How to apply the presumption in practice?

In order to take advantage of the presumption of the beneficial owner status of the recipient, the Polish payer should therefore take the following steps.

Firstly, determine the ownership structure and flow of the hypothetical “payment chain”.

Second, analyse whether the national and treaty provisions in force in the countries where the companies in the chain are based would determine that the hypothetical further distribution of dividends would be taxable within the European Union.

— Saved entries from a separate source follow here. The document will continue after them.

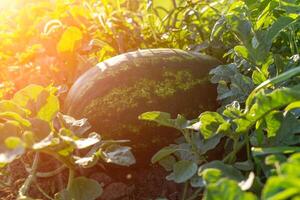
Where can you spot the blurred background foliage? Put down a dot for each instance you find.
(52, 42)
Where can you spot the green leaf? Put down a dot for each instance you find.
(273, 121)
(47, 106)
(228, 189)
(211, 175)
(10, 106)
(167, 162)
(49, 141)
(9, 156)
(92, 139)
(119, 155)
(23, 96)
(212, 123)
(242, 51)
(13, 142)
(278, 79)
(227, 170)
(164, 152)
(164, 119)
(265, 103)
(281, 188)
(87, 161)
(69, 39)
(259, 151)
(280, 24)
(78, 127)
(292, 106)
(16, 117)
(184, 170)
(258, 77)
(85, 189)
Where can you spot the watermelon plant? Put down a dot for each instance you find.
(258, 120)
(32, 124)
(247, 148)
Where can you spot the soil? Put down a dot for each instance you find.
(132, 183)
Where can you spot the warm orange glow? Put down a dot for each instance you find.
(6, 3)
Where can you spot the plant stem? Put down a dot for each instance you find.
(195, 194)
(25, 187)
(42, 191)
(71, 177)
(186, 185)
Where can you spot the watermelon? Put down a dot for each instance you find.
(115, 92)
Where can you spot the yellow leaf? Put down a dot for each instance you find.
(69, 39)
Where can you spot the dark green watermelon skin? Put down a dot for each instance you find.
(115, 92)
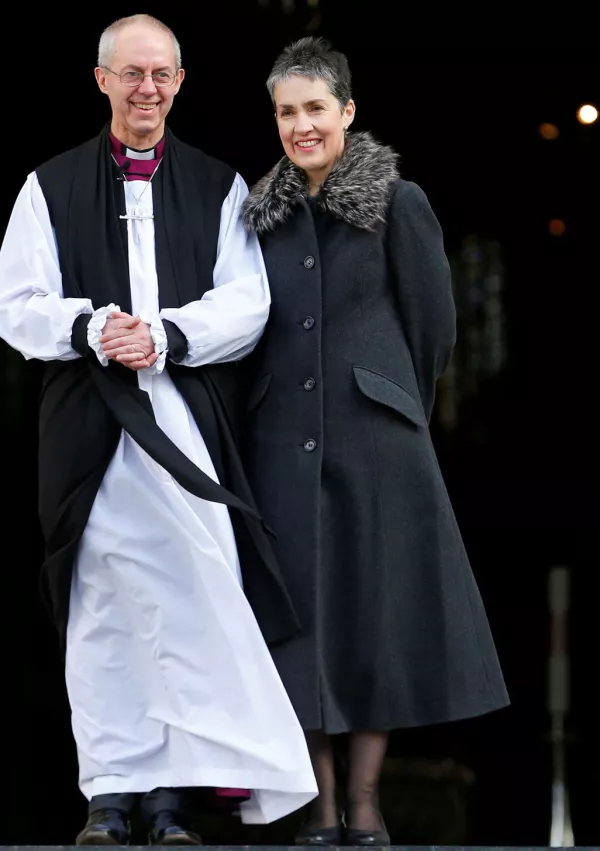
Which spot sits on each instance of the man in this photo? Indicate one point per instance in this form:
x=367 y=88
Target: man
x=126 y=269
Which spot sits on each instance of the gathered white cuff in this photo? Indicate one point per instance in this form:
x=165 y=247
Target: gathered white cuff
x=95 y=328
x=159 y=338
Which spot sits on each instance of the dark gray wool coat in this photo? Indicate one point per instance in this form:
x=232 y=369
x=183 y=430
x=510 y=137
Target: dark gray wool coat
x=394 y=633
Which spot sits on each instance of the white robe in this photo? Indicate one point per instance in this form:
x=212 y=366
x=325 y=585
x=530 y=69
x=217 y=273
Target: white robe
x=169 y=679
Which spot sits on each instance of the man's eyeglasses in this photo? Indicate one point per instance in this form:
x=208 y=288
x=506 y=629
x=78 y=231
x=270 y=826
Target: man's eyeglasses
x=136 y=78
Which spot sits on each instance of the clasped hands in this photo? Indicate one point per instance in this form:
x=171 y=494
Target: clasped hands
x=127 y=340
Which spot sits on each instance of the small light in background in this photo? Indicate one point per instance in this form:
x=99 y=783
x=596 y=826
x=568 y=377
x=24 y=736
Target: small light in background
x=556 y=227
x=587 y=114
x=549 y=131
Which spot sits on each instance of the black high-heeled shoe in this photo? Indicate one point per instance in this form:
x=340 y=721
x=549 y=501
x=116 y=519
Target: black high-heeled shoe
x=366 y=838
x=319 y=836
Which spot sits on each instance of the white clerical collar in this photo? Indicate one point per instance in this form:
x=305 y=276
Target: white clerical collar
x=134 y=154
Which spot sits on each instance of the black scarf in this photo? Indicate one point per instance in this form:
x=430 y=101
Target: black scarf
x=84 y=406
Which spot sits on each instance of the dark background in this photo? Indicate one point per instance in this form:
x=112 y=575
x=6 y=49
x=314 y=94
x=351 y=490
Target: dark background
x=521 y=459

Third, prepare documentation to support the analysis and confirm the application of the presumption.

 

Limitations

The Minister of Finance clearly stated in the Explanations that the presumption does not protect against the application of the anti-abuse clause in Article 22c of the CIT Act. The Explanations also emphasize that the application of the presumption is optional for the payer and does not remove the formal obligations of taxpayers. It therefore appears that the tax authorities are not required to apply it ex officio, and the burden of proof will always rest with the entity applying this mechanism. Furthermore, in the pay & refund procedure, the authority will continue to require the recipient of the dividend to submit a statement confirming that they are the beneficial owner.

 

Is this a real simplification?

The solution proposed in the explanations undoubtedly streamlines the practice and, in some situations, may facilitate the verification process for payers. However, it is worth remembering that it is based on the assumption that the examination of BO status is an independent condition for the application of the PS Directive, which is not explicitly stated in either the PS Directive or Polish legislation. We are therefore dealing with a simplification “within the explanations” and not a simplification relating to the legislation as such.

Each payer, when deciding to apply the presumption, should carefully assess whether its structure does not give rise to the risk of being considered artificial. Even if tax appears in a hypothetical chain, this will not protect against the settlement in Poland being challenged if anti-abuse provisions are applied.